Aiming to mitigate the negative impacts of a recent surge in Ellis Act evictions in San Francisco, Senate Bill 1439 authorizes San Francisco to prohibit new property owners from invoking the Ellis Act to evict tenants for five years after the acquisition of a property, ensures that landlords can only activate their Ellis Act rights once, and creates penalties for violations of these new provisions.

“The original spirit of California’s Ellis Act was to allow legitimate landlords a way out of the rental business, but in recent years, speculators have been buying up properties in San Francisco with no intention to become landlords but to instead use a loophole in the Ellis Act to evict long-time residents just to turn a profit,” said Senator Leno, D-San Francisco. “Many of these renters are seniors, disabled people and low-income families with deep roots in their communities and no other local affordable housing options available to them. Our bill gives San Francisco an opportunity to stop the bleeding and save the unique fabric of our City.”

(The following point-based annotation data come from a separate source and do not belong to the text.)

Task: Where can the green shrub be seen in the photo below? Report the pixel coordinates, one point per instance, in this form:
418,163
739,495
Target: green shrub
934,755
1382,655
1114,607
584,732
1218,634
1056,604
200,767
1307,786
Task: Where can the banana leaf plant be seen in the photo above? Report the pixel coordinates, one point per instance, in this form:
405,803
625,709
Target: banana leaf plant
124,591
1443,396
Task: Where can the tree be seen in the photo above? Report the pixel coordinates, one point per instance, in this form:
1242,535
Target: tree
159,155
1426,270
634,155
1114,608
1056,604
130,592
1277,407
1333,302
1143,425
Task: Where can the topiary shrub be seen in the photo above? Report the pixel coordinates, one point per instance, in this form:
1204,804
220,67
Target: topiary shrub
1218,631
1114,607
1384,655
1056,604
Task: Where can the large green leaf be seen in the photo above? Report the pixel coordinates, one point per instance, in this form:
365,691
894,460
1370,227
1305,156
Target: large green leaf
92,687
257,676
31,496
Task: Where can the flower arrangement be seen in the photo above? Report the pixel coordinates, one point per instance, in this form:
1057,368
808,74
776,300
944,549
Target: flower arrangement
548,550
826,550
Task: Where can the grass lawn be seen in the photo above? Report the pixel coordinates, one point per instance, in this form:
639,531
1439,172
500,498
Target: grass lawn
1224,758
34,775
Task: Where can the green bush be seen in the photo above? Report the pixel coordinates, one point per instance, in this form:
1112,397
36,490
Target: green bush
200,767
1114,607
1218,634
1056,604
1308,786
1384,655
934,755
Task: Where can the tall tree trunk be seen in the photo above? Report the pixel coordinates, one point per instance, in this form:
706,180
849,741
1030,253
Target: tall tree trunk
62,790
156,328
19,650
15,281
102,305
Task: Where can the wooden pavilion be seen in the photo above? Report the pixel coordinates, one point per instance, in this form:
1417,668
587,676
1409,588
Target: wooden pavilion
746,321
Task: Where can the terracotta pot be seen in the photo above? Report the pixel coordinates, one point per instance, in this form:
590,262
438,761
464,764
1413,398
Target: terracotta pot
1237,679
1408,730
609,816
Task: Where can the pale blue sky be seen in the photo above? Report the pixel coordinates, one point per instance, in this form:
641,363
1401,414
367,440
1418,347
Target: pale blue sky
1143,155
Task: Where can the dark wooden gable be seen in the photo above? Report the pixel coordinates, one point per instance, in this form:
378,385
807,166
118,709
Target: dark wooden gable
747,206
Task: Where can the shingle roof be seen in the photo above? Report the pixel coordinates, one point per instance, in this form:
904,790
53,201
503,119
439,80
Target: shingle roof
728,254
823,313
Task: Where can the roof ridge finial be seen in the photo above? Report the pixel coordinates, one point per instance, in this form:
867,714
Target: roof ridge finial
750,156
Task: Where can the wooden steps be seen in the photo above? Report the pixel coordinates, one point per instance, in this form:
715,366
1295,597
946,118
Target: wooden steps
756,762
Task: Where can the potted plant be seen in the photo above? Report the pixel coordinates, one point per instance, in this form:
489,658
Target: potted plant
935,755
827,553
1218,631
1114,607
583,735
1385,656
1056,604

Ellis Act evictions in San Francisco have tripled in the last year as more than 300 properties were taken off the rental market. This spike in evictions has occurred simultaneously with huge increases in San Francisco property values and housing prices. About 50 percent of the city’s 2013 evictions were initiated by owners who had held a property for less than one year, and the majority of those happened during the first six months of ownership.

“We have some of the best tenant protections in the country, but unchecked real estate speculation threatens too many of our residents,” said Mayor Lee. “These speculators are turning a quick profit at the expense of long time tenants and do nothing to add needed housing in our City.”

Enacted as state law in 1985, the Ellis Act allows owners to evict tenants and quickly turn buildings into Tenancy In Common (TIC) units for resale on the market. In San Francisco, the units that are being cleared are often rent controlled and home to seniors, disabled Californians and working class families. When these affordable rental units are removed from the market, they never return.

Senate Bill 1439 will be heard in Senate policy committees this spring.